Gorros de Papai Noel sob um sol de 30 graus. Taças de espumante em riste enquanto um relógio improvisado anuncia a meia-noite. Neve artificial que derrete antes de tocar o asfalto quente. A cena, que se repete todo primeiro sábado de agosto em Bérchules, um vilarejo de 700 habitantes na região da Alpujarra, em Granada, não é um delírio coletivo. É a mais séria das brincadeiras: a celebração da Nochevieja, o réveillon espanhol, em pleno verão.
O que hoje atrai mais de 7 mil pessoas — dez vezes a população local — e ostenta o selo de Festa de Interesse Turístico da Andaluzia nasceu, literalmente, da escuridão. Na noite de 31 de dezembro de 1994, um apagão deixou os moradores sem a contagem regressiva na televisão. Foi a gota d'água após meses de cortes de energia. Dias depois, em uma reunião de protesto, um empresário local lançou a provocação: já que não tivemos festa, vamos repeti-la em agosto, “quando há mais luz”. Um jornalista presente duvidou. Os moradores de Bérchules, por sua vez, aceitaram o desafio.
A Invenção da Tradição
O episódio de Bérchules é uma aula prática sobre a natureza dos rituais. Tradições que parecem imemoriais são, muitas vezes, contratos sociais fluidos, passíveis de renegociação. A própria data de 1º de janeiro como início do ano é uma convenção histórica romana, alterada por questões militares. O que os "bérchuleros" fizeram, primeiro como protesto e depois como celebração, foi reescrever seu próprio contrato com o tempo, ancorando-o não em um calendário universal, mas em uma memória coletiva particular: a do apagão.

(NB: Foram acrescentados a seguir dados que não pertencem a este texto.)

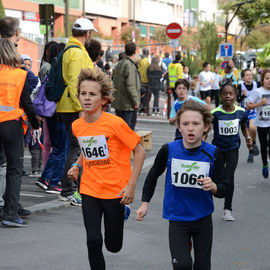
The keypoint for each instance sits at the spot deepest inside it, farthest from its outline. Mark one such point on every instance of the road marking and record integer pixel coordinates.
(32, 195)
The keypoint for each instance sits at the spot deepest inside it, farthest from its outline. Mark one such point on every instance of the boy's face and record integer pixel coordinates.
(90, 97)
(248, 77)
(181, 91)
(192, 128)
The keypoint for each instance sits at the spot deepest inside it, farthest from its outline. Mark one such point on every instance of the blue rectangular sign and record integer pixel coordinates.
(226, 50)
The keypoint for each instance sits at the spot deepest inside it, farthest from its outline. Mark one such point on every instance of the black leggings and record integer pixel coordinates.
(263, 134)
(230, 159)
(180, 234)
(113, 211)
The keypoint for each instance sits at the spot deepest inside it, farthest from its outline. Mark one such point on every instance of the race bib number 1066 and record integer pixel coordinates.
(184, 173)
(94, 147)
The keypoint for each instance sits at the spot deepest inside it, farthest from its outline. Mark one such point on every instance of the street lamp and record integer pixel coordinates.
(227, 22)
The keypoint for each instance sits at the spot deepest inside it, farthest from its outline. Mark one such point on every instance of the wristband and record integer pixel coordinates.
(76, 164)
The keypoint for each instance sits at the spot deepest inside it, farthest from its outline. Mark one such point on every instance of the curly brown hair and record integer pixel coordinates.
(100, 77)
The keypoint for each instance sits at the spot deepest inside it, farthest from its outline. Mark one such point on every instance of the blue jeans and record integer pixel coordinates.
(59, 141)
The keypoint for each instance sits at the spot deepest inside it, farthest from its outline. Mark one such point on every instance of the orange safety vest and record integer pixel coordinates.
(11, 86)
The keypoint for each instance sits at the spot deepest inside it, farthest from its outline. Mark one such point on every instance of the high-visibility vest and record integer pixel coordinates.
(11, 86)
(173, 76)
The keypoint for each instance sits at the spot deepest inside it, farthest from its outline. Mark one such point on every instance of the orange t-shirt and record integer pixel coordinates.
(106, 145)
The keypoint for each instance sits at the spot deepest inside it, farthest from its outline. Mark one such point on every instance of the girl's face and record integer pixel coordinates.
(192, 128)
(27, 64)
(228, 95)
(90, 97)
(266, 81)
(181, 91)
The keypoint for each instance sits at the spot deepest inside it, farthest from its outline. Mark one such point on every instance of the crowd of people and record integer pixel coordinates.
(82, 150)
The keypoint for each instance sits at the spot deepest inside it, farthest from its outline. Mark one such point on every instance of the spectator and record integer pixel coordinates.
(127, 86)
(68, 108)
(11, 131)
(175, 72)
(154, 75)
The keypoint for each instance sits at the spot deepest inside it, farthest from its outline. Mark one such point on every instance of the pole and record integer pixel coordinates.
(66, 17)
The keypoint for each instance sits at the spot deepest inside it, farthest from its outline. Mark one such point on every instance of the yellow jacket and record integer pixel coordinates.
(175, 73)
(74, 59)
(143, 66)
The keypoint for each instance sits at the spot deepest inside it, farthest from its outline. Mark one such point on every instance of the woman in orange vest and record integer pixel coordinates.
(14, 100)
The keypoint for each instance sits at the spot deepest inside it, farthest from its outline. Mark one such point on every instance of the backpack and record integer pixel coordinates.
(55, 85)
(41, 104)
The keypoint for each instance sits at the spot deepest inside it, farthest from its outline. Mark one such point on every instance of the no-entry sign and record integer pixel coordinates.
(173, 30)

A festa não é uma paródia. Leva-se a sério o protocolo: há presépios, canções natalinas, as doze uvas da sorte e até uma cavalgada dos Reis Magos. A diferença é a camada de ironia e resiliência. Ao vestir suéteres de lã no calor andaluz, a comunidade não apenas cria uma atração turística, mas também afirma seu poder de ressignificar um trauma local, transformando-o em identidade e orgulho. É uma celebração da capacidade de improvisar a alegria.
De Queixa a Cartão-Postal
A metamorfose de um protesto comunitário em um produto turístico de sucesso é notável. A festa que nasceu de uma queixa contra a má prestação de um serviço público tornou-se o principal motor econômico do vilarejo. Hotéis da região registram ocupação máxima, e os bares locais chegam a esgotar seus estoques, como relatado na edição deste ano. O reconhecimento oficial pelo governo da Andaluzia e a busca pelo status de Interesse Turístico Nacional, ao lado de eventos como os Sanfermines de Pamplona, formalizam essa transição.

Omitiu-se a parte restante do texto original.